Un lotto di latte in polvere è stato richiamato dagli scaffali per un possibile rischio microbiologico per i consumatori dovuto alla potenziale presenza di cereulide. Lo comunica il Ministero della Salute attraverso il proprio portale dedicato alle allerte alimentari e ai richiami di prodotti da parte di operatori.
Oggetto del richiamo è il latte in polvere Nidina Optipro della Nestlé. Si tratta di un latte in polvere per neonati prodotto da Nestlé Netherland nello stabilimento di Nunspeet, in Olanda. Il prodotto è distribuito da Nestlé Italiana SpA.

Il lotto oggetto di richiamo è quello con numero 53410346AG e data di scadenza o termine minimo di conservazione fissato al 31 dicembre 2026, e dal peso di 800 grammi. Come spiega l'avviso di richiamo, datato 3 gennaio 2027, il ritiro dell'intero lotto di Nidina è stato disposto in via precauzionale per la possibile contaminazione da cereulide, una sostanza tossica che provoca nausea e vomito, e non viene distrutta neanche alle alte temperature che solitamente il latte raggiunge il latte in polvere durante la preparazione.

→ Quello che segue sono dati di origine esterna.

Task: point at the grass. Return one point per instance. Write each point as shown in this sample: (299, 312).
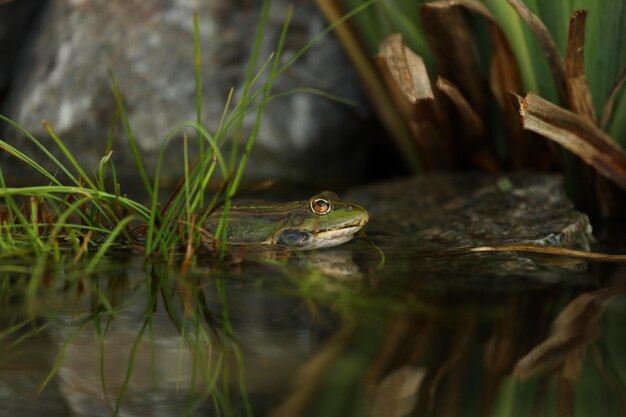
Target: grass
(93, 212)
(55, 237)
(495, 139)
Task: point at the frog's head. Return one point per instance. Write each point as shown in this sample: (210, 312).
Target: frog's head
(325, 221)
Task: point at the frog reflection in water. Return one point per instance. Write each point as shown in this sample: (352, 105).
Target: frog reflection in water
(321, 222)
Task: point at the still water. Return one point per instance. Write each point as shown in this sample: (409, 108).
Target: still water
(370, 328)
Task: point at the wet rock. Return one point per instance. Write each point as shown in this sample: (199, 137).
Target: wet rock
(149, 47)
(415, 222)
(457, 210)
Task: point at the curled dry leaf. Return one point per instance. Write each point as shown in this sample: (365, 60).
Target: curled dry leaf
(576, 134)
(578, 93)
(451, 39)
(406, 68)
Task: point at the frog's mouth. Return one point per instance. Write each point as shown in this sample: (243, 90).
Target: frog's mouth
(322, 239)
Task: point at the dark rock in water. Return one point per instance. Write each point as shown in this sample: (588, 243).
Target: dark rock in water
(149, 47)
(447, 211)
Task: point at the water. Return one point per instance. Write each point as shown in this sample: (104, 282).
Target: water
(371, 328)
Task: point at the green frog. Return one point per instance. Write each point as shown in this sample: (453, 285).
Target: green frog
(322, 221)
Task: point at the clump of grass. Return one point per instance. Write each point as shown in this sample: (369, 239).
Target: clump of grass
(89, 212)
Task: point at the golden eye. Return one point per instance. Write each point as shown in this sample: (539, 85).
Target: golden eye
(320, 205)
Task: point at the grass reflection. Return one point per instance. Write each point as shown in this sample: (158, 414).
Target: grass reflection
(229, 338)
(121, 337)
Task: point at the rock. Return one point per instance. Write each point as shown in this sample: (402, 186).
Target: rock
(415, 221)
(445, 211)
(149, 47)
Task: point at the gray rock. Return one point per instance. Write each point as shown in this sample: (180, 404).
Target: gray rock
(149, 46)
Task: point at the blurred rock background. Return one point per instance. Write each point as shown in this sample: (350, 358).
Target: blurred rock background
(55, 55)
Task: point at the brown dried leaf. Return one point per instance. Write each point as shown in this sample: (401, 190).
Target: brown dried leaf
(547, 43)
(451, 41)
(579, 95)
(504, 76)
(406, 68)
(576, 134)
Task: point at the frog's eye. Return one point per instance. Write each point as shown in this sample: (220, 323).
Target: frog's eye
(320, 205)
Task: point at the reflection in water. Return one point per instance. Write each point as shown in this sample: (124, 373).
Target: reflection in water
(326, 333)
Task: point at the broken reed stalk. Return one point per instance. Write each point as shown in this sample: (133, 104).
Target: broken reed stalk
(547, 43)
(576, 134)
(578, 92)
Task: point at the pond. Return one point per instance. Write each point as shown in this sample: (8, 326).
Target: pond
(380, 326)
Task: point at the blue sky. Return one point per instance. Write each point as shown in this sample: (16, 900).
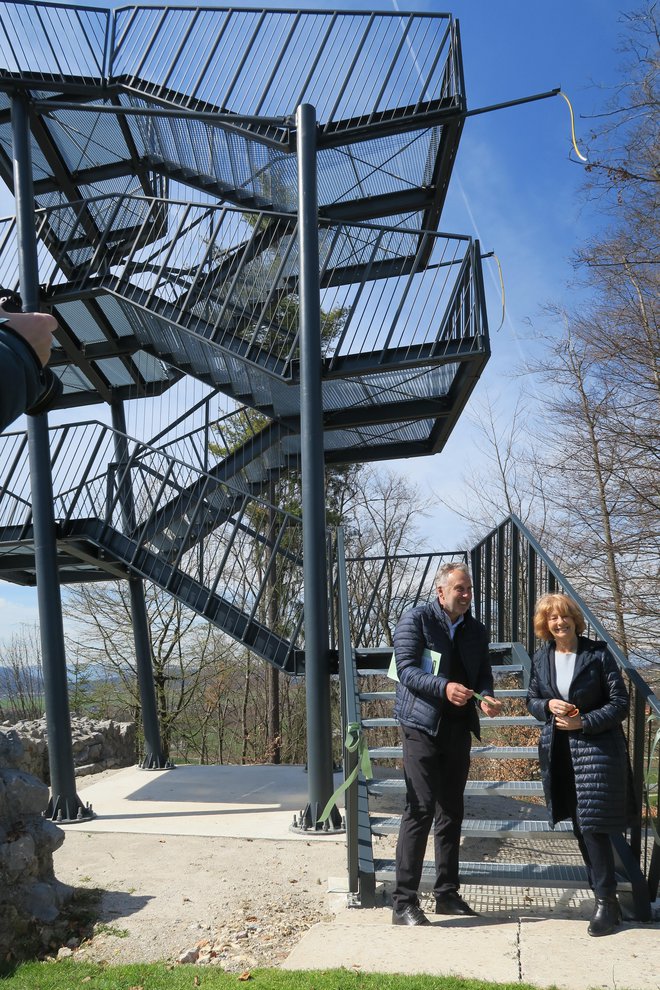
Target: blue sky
(516, 185)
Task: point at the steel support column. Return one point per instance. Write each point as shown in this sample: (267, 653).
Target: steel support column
(317, 658)
(154, 758)
(64, 804)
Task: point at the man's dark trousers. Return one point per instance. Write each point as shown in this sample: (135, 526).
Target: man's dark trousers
(435, 770)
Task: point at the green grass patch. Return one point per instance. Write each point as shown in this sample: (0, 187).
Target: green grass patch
(67, 975)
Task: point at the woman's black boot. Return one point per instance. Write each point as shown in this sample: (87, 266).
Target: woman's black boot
(605, 917)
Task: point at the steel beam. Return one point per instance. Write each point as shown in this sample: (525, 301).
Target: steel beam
(154, 758)
(64, 804)
(317, 647)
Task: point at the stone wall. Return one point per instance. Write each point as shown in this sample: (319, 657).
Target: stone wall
(97, 746)
(31, 897)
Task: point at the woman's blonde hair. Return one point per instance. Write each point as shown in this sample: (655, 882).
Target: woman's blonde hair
(562, 605)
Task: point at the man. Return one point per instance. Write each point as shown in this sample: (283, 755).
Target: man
(437, 712)
(26, 385)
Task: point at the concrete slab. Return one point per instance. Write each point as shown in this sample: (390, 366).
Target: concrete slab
(561, 954)
(531, 950)
(469, 948)
(231, 801)
(534, 936)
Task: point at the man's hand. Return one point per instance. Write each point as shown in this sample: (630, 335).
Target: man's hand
(457, 693)
(490, 706)
(36, 328)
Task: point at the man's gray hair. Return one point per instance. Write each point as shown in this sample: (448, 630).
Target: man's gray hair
(443, 572)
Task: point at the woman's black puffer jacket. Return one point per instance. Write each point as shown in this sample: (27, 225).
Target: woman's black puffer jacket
(603, 779)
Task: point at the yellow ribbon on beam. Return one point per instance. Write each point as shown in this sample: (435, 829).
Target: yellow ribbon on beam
(577, 152)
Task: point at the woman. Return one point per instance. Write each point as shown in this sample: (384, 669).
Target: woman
(577, 690)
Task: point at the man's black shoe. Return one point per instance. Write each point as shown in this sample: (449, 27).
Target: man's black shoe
(411, 914)
(453, 903)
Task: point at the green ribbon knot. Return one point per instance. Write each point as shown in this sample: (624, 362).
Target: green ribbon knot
(354, 742)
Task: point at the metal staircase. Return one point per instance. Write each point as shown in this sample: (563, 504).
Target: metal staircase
(501, 767)
(225, 554)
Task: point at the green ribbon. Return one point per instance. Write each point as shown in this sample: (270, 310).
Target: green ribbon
(647, 776)
(354, 742)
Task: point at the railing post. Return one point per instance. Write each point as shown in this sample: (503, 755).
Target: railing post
(154, 758)
(317, 651)
(514, 549)
(477, 599)
(64, 805)
(349, 713)
(501, 584)
(487, 616)
(531, 598)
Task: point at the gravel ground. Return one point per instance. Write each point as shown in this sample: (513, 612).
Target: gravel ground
(239, 903)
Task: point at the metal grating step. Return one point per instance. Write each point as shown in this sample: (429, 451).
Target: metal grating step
(483, 827)
(486, 723)
(527, 788)
(497, 874)
(500, 720)
(481, 752)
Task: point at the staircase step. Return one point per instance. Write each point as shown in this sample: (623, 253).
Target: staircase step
(483, 827)
(486, 723)
(501, 720)
(390, 695)
(494, 874)
(478, 752)
(509, 788)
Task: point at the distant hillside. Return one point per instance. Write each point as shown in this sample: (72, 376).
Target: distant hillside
(30, 675)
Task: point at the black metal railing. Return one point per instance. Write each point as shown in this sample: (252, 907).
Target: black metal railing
(510, 570)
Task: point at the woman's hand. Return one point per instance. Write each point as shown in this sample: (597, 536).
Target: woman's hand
(560, 707)
(568, 723)
(567, 716)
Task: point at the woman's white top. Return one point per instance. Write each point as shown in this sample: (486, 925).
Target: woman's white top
(564, 669)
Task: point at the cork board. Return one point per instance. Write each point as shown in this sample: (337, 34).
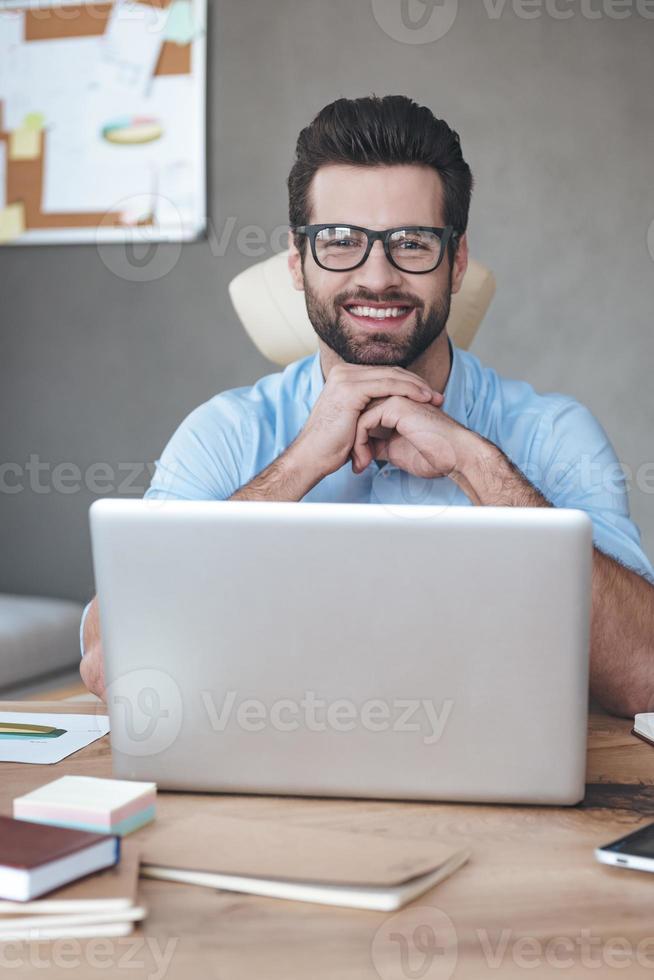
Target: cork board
(102, 121)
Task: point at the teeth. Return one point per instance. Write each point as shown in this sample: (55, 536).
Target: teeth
(377, 314)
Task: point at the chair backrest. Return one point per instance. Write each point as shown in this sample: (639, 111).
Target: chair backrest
(274, 313)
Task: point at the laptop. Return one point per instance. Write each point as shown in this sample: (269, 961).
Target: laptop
(351, 650)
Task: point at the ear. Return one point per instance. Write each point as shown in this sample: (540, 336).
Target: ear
(295, 263)
(460, 263)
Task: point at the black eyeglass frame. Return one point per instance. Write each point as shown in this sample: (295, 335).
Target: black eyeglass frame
(449, 238)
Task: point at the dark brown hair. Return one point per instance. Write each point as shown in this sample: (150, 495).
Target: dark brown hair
(376, 131)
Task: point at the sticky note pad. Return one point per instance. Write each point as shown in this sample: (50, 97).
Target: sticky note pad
(103, 806)
(12, 221)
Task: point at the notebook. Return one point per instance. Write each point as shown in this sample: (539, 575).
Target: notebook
(277, 860)
(644, 727)
(101, 904)
(36, 858)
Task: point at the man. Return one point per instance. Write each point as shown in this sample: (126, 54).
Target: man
(388, 410)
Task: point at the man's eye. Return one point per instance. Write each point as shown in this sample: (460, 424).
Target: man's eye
(410, 246)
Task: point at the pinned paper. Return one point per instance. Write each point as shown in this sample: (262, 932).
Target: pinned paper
(24, 143)
(180, 28)
(131, 46)
(12, 222)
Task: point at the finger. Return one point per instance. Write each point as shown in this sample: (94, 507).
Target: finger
(363, 392)
(374, 372)
(368, 420)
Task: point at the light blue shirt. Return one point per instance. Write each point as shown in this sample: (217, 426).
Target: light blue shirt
(556, 442)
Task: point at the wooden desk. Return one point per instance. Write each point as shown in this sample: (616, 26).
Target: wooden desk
(532, 902)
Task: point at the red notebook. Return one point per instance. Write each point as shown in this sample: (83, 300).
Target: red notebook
(36, 858)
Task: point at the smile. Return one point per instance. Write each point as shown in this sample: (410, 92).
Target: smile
(378, 313)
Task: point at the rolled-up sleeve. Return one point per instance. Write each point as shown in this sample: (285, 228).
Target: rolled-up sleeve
(579, 468)
(206, 457)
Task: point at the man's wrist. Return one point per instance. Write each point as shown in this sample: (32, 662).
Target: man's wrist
(489, 478)
(302, 466)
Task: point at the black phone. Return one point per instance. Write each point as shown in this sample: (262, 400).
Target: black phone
(635, 850)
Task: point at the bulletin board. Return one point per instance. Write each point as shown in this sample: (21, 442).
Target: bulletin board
(102, 121)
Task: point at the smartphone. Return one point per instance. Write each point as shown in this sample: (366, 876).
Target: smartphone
(636, 850)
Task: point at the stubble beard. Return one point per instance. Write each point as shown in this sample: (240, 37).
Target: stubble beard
(377, 347)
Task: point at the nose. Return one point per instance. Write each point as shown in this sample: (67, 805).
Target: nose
(377, 274)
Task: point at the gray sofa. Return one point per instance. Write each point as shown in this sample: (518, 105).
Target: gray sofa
(38, 637)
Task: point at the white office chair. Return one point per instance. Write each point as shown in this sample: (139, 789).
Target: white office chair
(274, 313)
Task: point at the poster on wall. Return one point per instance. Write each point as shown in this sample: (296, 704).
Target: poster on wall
(102, 121)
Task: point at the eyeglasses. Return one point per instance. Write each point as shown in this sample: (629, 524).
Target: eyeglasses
(414, 248)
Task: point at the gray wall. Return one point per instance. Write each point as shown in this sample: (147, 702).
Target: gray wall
(557, 120)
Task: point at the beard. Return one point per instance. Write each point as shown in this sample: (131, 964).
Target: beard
(378, 347)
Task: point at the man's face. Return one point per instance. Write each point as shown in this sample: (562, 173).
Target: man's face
(376, 198)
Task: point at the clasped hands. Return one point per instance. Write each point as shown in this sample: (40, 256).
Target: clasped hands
(383, 412)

Il prodotto richiamato dalla vendita è accompagnato da un alert importante da parte del Ministero della Salute: "Avvertiamo i consumatori in possesso del lotto 53410346AG di non consumarlo". I consumatori che avessero già acquistato il prodotto in questione possono riportarlo nel punto vendita di acquisto per un rimborso.

La cereulide è al centro di numerosi ritiri di latte in polvere, non solo in Italia ma in tutta Europa, e soprattutto in Francia, dove il Ministero della Salute francese ha fatto sapere di aver ricevuto circa 40 segnalazioni di potenziali effetti avversi nei neonati che avevano consumato latte in polvere di varie marche.